60 days ago, there was 3200U lying in my account. That amount was barely enough to open a decent contract, let alone withstand market fluctuations. Watching the profit screenshots popping up continuously in the trading group, I turned off my phone and wrote the first line of my trading log in my notebook: not relying on luck, not chasing trends, only trading what I can understand.

My trading system is built on four iron rules, each one learned from previous losses:

Position management is the foundation of survival

No single trade exceeds 20% of total capital, even for opportunities that seem 100% certain. The market has a way of punishing any disbelief; after three consecutive stop losses, the account still retains capital for a counterattack.

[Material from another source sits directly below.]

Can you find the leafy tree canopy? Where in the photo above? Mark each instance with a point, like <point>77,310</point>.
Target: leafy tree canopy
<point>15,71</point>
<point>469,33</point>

Profit scaling is the engine of growth

Whenever the account increases by 30%, 40% of the profits are converted into new trading capital. Just like building blocks, the firmer the foundation, the higher you can stack. In the first week, a breakthrough from 3800U to 6200U was achieved, in the second week it reached the 1.2WU mark, and by the 45th day, it had touched 5.8WU.

The stop loss line is the lifeline

A preset hard stop loss line of 3%, exit immediately when touched without looking back. There was once a single trade where the stop loss was triggered and the market reversed, and everyone in the group lamented, but I was grateful to have preserved my position. Later, that wave of the market ultimately plummeted by 60%, leaving countless holders with nothing.

Trend trading is the only guide

Do not guess tops and bottoms, do not participate in choppy markets, only follow established trends. The market is in chaotic fluctuation 70% of the time, and the truly worthy opportunities often occur only three or four times a month.

In these 60 days, I've faced countless tests: sudden slippage due to overnight news, unexpected flash crashes on Friday nights, and seemingly perfect formations that suddenly fail. But strict discipline kept my account's drawdowns within 15% each time, ultimately charting a 45-degree upward curve.

In fact, the market's overall fluctuation over these 60 days was less than 20%. The real profits came from 22 consecutive small stop losses and 8 trend-following trades, maintaining a win-loss ratio above 3.5:1.

Trading ultimately is a battle against one's own greed and fear. Behind those seemingly cold numbers are countless moments of self-restraint when wanting to break the rules, timely profit-taking when facing inflated gains, and courage to persist in execution even during consecutive losses.

In the past, I stumbled alone in the dark; now the light is in my hands.